- Born: Richard Jeremy Silberston 1 April 1950
- Died: 9 March 2006 (aged 55)
- Occupation: Film director
- Known for: Foyle's War, Casualty, The Bill
- Spouse: Catherine Napier

= Jeremy Silberston =

English film director (1950–2006)

Jeremy Silberston (1 April 1950 – 9 March 2006), was an English film director.

==Early life==
His father was economist Aubrey Silberston, and his mother, Dorothy, was a founder member of the National Schizophrenia Fellowship. He attended The Perse School, Cambridge.

After college, he worked in France on the Disney on Ice show. Returning to England he began to work in television production.

==Career==
After training at the BBC as a production director in the late 1970s (he was recruited for his ability to speak French) he worked in a range of TV popular drama programmes such as Casualty and The Bill.

In 1979 he was an assistant floor manager on the BBC's Tinker Tailor Soldier Spy. During the 1980s he was production manager of the Nanny Series 1 (1980), Smiley's People (1982), Doctor Who "The Five Doctors" (1983), My Cousin Rachel (mini TV Series) (1983), Bleak House (mini TV Series) (1985), two episodes of EastEnders (1986) and two episodes of Casualty (1988-1989). He became a good friend of writer Anthony Horowitz and they jointly developed Midsomer Murders (1997) and Foyle's War (2002).

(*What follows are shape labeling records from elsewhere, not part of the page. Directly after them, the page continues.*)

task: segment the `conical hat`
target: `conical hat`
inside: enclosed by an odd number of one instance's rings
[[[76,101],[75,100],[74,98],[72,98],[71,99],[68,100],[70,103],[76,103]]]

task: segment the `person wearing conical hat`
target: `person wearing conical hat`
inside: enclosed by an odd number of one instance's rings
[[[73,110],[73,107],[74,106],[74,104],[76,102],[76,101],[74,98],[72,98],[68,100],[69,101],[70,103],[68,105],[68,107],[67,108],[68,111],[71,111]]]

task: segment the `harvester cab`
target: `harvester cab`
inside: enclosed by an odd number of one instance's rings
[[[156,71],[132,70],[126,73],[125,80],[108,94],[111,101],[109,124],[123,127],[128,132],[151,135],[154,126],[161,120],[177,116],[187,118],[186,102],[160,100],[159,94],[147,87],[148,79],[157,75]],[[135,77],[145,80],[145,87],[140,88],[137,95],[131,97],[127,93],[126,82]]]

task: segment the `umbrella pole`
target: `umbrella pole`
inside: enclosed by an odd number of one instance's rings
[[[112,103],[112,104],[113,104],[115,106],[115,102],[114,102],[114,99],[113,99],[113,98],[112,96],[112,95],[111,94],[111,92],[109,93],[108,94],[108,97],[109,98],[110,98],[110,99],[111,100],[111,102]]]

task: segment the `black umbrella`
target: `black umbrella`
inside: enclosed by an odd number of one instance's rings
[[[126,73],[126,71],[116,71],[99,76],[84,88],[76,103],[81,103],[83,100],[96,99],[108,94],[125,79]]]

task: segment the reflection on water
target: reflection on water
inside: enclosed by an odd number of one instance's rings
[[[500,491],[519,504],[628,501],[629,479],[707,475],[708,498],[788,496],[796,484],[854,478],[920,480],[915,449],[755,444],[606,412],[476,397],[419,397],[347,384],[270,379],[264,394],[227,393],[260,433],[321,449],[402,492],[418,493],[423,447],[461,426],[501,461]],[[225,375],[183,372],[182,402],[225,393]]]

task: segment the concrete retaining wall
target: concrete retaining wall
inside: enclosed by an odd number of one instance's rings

He directed episodes of a wide range of TV popular drama including:
- Brookside (1982).
- EastEnders (1988) 1 episode.
- Two episodes of Casualty: "Accidents Happen" (1989) and "Absolution" (1988).
- Episodes of Coasting (1990).
- The House of Eliott (episodes 3, 4, 11 & 12 of series 1; episodes 7 & 8 of series 2, and episodes 9 & 10 of series 3) (1991–93).
- Episodes of Castles (1995).
- 12 episodes of The Bill: "Return to Sender" (1993), "A Tangled Web" (1997); "Vacant Possession" (1998), "High Places", "True Confessions", "Saved", "By the Book", "The Scent of Compassion", "Just For The Crack", "Time to Kill", "On the Wagon", "True Lies", and "Better the Devil".
- 10 episodes of Midsomer Murders: "The Killings at Badger's Drift" (1997), "Written in Blood" (1998), "Death of a Hollow Man" (1998), "Death's Shadow" (1999), "Strangler's Wood" (1999), "Dead Man's Eleven" (1999), "Judgement Day" (2000), "Dark Autumn" (2001), "Birds of Prey" (2003).
- Where the Heart Is (2001) 2 episodes.
- Eight episodes of Foyle's War (2002-2006): "The German Woman", "The White Feather", "Eagle Day", "Among the Few", "The Funk Hole", "They Fought In The Fields", "Enemy Fire" and "Bad Blood".
- The Inspector Lynley Mysteries: The Seed of Cunning (2005).

==Personal life==
He was married to Catherine Napier, a correspondent for the BBC World Service. He had two sons, Theo and Toby.

==Death==
He died of a brain tumour after seven months of illness in 2006 aged 55.

Casualties of War, an episode of Foyle's War first broadcast in 2006, was dedicated to his memory.